もしも「シンデレラ」の語り手があずきみみこだったら
割とさいきん、とある街に
新田 令羅【しんでん れら】
(あだ名:シンデレラ)
という高校生が住んでいました。
レラは、父の再婚相手と
その連れ子2人と暮らし、
それなりに上手くやっていました。
夕方のこと、
シンデレラにごはんを催促する
姉の声が聞こえます。
レラはこの家のご飯担当です。
少しは手伝ってほしいところですが、
継母と姉たちは”食べものをどうにかする”
という概念がちょっとないので
まったく作ろうとしません。
レラはぶつくさ小言を言いながらも
かぼちゃの煮物と豆腐のみそ汁を作り、みんなで食べました。
ある日のこと、
「それじゃあシンデレラ、留守番よろしくね」
継母たちは武道館へ出かけて行きました。
一家でハマっている推しのライブ。
初めての武道館公演に
レラも舞い上がっていたのですが、
悲しいことにレラだけが
チケット抽選に外れてしまったのです。
今日に至るまでチケットを
譲るそぶりを全く見せなかった
継母と姉たち。
誰もいなくなった家でレラは
仕方なく、作り置きのレシピを
クックパッドで検索することにしました。
するとそこに、ピンポーンと
家のチャイムが鳴りました。
開けてみると、そこには1人の老婆が
立っていました。
レラのおばあちゃんでした。
レラのおばあちゃんはどんな食材も
美味しい料理に変えてしまうので、
近所の人から
「魔法使いの新田(しんでん)さん」と
呼ばれていました。
なのでレラは、家にたくさんあるかぼちゃを
調理してもらうよう、おばあちゃんに
お願いしました。
すると、おばあちゃんはあっという間に
おいしいかぼちゃグラタンを作ってみせました。
レラは大喜び。
そしてあることを思い出します。
レラはネズミのぬいぐるみをおばあちゃんに
あげることにしました。
この頃レラは、よく懸賞に当たるのです。
チケットを除いて。
そして、おばあちゃんも
あることを思い出しました。
それはなんと、あの武道館ライブのチケットではありませんか。
レラは大喜び。
ですがもう開演時間が迫っています。
その様子を見たおばあちゃんは言いました。
レラはこの日のためにメルカリで買ってあった
ワンピースと、一目惚れしたクリアサンダルに
急いで着替え、
おばあちゃんの愛車である
「かぼちゃ色の乗用車」に乗って武道館へ
急ぎました。
そうして無事に間に合ったレラ。
おばあちゃんにお礼を言って会場内に入りました。
席を確認すると、なんとアリーナ最前列ではありませんか。
継母たちはみな、スタンドの遠い席だと
聞いていたので、レラは少し不憫に思いながらも
ほくそ笑むを抑えられませんでした。
ライブが始まって、レラの王子様が現れたとき
レラは、生きててよかったと心から思いました。
そして、夢のようなひとときは過ぎ
あっという間に王子様との別れが来てしまいました。
夢現(ゆめうつつ)でぼんやりしているレラも
終バスがあるので急がなければなりません。
レラは必死に走りました。
途中、下ろしたてのクリアサンダルが
片方脱げても構わず走りました。
でも、さすがに走りにくすぎて取りに戻りました。
とうとうレラは終バスを逃してしまい、
仕方がないので2時間かけて歩いて帰りました。
レラは
疲労感と足の痛みに襲われながらも、
頭は先ほどのライブのことでいっぱいで
幸せに浸りながら帰路につきました。
それから何日か経ったある日、
ちょうど継母と姉たちが帰宅したところに
郵便局員が来ました。
どうやら新人らしい郵便屋さんは、
封筒を片手に言いました。
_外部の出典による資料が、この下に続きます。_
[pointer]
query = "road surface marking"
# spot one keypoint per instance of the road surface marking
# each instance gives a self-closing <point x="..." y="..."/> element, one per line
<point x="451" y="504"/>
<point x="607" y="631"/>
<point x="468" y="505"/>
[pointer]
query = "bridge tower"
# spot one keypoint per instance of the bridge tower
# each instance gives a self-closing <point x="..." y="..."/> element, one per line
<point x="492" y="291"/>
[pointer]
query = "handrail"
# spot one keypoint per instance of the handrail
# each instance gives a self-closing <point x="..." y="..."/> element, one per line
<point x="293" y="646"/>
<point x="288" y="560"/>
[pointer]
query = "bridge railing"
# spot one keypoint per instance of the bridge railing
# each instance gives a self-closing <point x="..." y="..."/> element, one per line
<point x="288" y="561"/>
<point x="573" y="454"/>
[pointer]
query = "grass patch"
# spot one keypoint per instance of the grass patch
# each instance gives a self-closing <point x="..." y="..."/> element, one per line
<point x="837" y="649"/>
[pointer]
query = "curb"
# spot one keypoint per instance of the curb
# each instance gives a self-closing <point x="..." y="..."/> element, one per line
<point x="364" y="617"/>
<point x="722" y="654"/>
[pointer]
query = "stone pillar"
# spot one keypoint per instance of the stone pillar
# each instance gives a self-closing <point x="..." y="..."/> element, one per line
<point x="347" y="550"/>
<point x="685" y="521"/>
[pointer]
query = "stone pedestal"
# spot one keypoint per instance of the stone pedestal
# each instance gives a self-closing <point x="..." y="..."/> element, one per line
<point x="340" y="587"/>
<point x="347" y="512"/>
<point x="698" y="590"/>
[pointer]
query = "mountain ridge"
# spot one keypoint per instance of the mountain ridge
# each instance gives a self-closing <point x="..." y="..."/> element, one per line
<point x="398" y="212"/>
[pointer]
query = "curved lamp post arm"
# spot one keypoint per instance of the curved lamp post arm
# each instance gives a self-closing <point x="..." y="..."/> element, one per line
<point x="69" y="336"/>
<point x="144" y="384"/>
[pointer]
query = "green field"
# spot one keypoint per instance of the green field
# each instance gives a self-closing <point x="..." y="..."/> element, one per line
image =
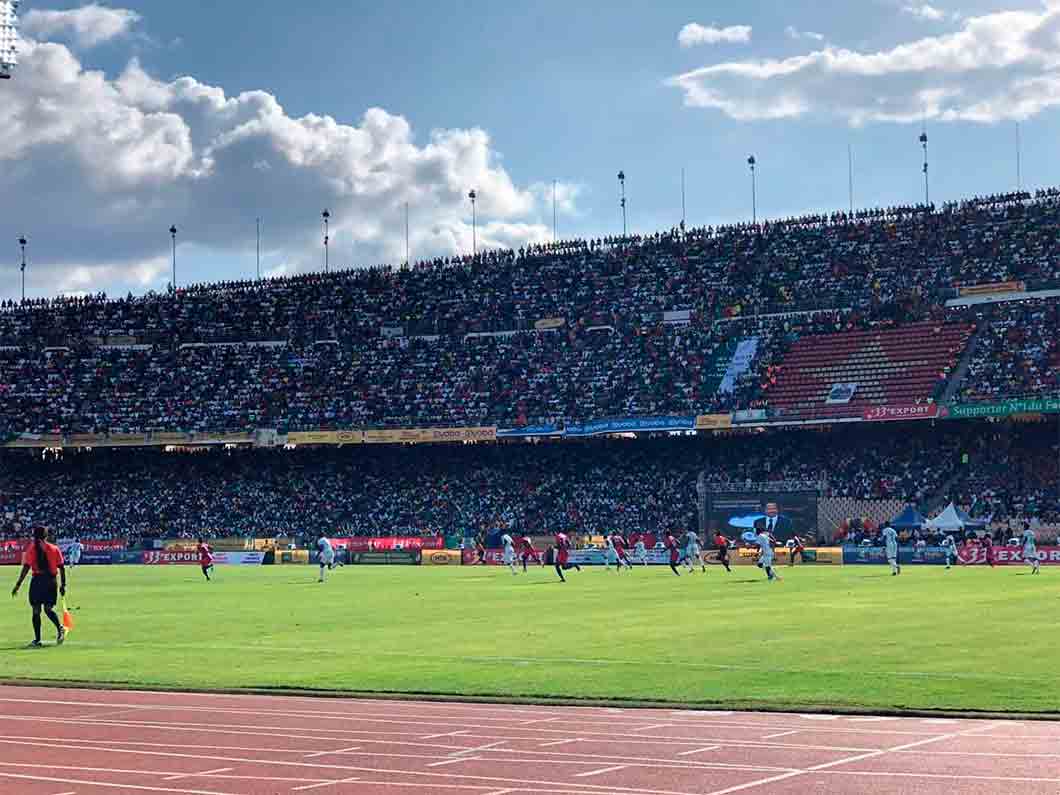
<point x="850" y="637"/>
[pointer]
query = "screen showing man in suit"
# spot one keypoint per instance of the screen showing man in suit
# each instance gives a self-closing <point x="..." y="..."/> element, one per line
<point x="783" y="514"/>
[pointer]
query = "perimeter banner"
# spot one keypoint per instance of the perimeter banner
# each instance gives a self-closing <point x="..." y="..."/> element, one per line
<point x="1005" y="408"/>
<point x="906" y="555"/>
<point x="976" y="555"/>
<point x="430" y="436"/>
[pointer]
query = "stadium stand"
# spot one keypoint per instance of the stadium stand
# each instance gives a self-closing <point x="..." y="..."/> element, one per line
<point x="764" y="318"/>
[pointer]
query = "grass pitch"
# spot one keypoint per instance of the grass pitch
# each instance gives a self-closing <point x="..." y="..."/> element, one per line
<point x="843" y="637"/>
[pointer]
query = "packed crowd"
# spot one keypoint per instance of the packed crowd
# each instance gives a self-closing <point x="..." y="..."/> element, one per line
<point x="564" y="332"/>
<point x="529" y="377"/>
<point x="587" y="486"/>
<point x="1019" y="355"/>
<point x="883" y="261"/>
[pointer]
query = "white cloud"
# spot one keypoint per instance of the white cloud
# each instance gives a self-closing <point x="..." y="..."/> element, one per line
<point x="566" y="196"/>
<point x="694" y="34"/>
<point x="996" y="67"/>
<point x="87" y="27"/>
<point x="107" y="164"/>
<point x="796" y="34"/>
<point x="925" y="12"/>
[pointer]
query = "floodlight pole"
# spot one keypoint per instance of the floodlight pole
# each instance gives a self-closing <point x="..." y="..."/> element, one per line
<point x="21" y="243"/>
<point x="327" y="216"/>
<point x="474" y="224"/>
<point x="754" y="191"/>
<point x="173" y="235"/>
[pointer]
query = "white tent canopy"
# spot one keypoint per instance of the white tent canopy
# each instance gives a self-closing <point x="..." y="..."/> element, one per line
<point x="949" y="519"/>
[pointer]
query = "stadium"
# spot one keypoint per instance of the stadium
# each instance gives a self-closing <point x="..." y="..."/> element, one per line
<point x="771" y="506"/>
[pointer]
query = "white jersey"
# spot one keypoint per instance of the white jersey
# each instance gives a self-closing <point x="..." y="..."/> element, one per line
<point x="327" y="551"/>
<point x="765" y="548"/>
<point x="890" y="540"/>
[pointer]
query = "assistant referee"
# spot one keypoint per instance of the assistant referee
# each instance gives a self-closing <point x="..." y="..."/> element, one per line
<point x="46" y="562"/>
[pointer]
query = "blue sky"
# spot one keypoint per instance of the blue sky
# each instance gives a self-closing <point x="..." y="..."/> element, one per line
<point x="565" y="91"/>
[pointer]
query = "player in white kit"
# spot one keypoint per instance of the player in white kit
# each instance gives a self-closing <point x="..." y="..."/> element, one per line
<point x="1030" y="550"/>
<point x="950" y="549"/>
<point x="890" y="542"/>
<point x="73" y="554"/>
<point x="327" y="555"/>
<point x="764" y="543"/>
<point x="509" y="545"/>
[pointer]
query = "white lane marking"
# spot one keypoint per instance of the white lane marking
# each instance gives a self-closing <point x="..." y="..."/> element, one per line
<point x="780" y="734"/>
<point x="699" y="751"/>
<point x="244" y="730"/>
<point x="478" y="748"/>
<point x="522" y="782"/>
<point x="602" y="770"/>
<point x="453" y="761"/>
<point x="330" y="753"/>
<point x="138" y="788"/>
<point x="324" y="783"/>
<point x="194" y="775"/>
<point x="837" y="762"/>
<point x="941" y="776"/>
<point x="437" y="737"/>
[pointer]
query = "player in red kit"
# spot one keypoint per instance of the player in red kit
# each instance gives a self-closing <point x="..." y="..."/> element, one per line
<point x="988" y="548"/>
<point x="721" y="544"/>
<point x="618" y="541"/>
<point x="206" y="558"/>
<point x="527" y="551"/>
<point x="671" y="544"/>
<point x="563" y="555"/>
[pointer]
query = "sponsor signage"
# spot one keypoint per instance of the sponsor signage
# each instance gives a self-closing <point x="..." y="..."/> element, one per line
<point x="441" y="558"/>
<point x="428" y="436"/>
<point x="549" y="322"/>
<point x="528" y="430"/>
<point x="631" y="425"/>
<point x="906" y="555"/>
<point x="393" y="558"/>
<point x="188" y="558"/>
<point x="1005" y="408"/>
<point x="712" y="422"/>
<point x="992" y="287"/>
<point x="906" y="411"/>
<point x="972" y="554"/>
<point x="749" y="414"/>
<point x="325" y="437"/>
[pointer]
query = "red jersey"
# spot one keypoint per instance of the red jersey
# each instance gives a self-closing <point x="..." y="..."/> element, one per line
<point x="53" y="557"/>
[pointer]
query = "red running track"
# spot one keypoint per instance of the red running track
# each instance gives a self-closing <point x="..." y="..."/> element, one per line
<point x="83" y="742"/>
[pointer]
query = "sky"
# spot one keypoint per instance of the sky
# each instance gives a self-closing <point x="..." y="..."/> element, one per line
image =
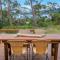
<point x="43" y="2"/>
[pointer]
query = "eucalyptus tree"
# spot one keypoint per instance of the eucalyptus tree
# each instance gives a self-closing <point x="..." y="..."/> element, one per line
<point x="35" y="6"/>
<point x="0" y="8"/>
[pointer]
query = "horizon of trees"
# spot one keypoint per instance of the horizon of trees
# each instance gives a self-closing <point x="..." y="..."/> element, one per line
<point x="13" y="14"/>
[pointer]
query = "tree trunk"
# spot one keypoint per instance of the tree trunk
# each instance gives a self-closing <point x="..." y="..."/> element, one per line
<point x="8" y="12"/>
<point x="33" y="18"/>
<point x="0" y="9"/>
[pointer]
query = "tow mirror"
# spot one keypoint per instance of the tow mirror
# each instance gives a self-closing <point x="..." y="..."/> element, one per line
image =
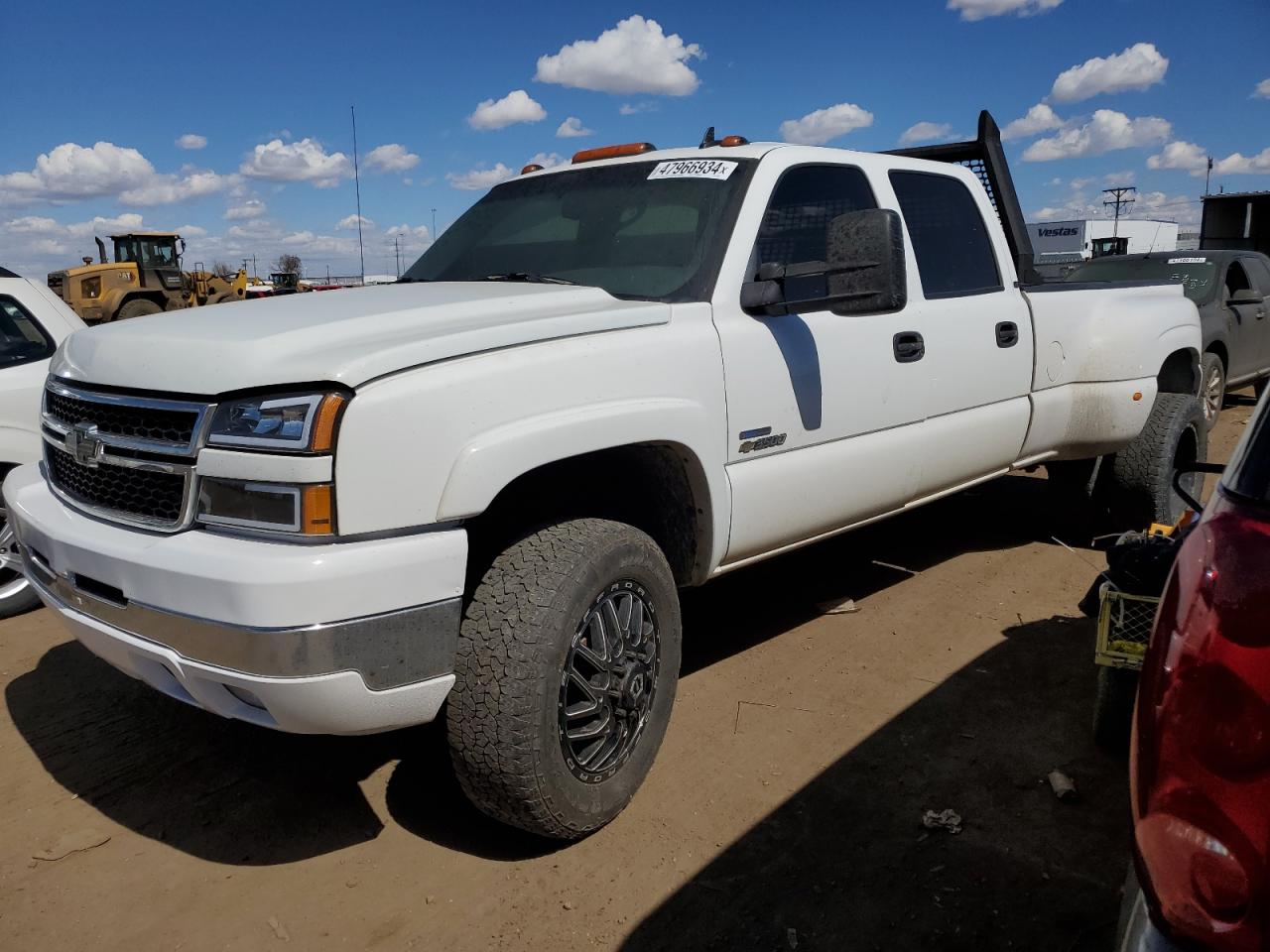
<point x="865" y="272"/>
<point x="866" y="262"/>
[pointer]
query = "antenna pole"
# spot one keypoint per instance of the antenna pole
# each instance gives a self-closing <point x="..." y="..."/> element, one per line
<point x="357" y="185"/>
<point x="1120" y="198"/>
「こちらに
新田令羅さんという方はいらっしゃいますか」
継母は代わりに
その封筒を受け取ろうとしましたが、
新人の郵便屋さんはマニュアルよりもマニュアルに忠実なので
頑なに本人に渡そうとします。
奥から出てきたレラは、その封筒を受け取りました。
自分の部屋でこっそりその封筒を開けると、
中には「ご当選おめでとうございます」
という手紙と、推しのサイン入りチェキが
入っていました。
そしてそれは、レラの部屋の写真立てに
ピッタリとはまりました。
レラは継母たちに見つからないよう
その写真立てを引き出しにしまい、
時々それを眺めては
しばらくの間、幸せに浸りましたとさ。
めでたいんだか、めでたくないんだか。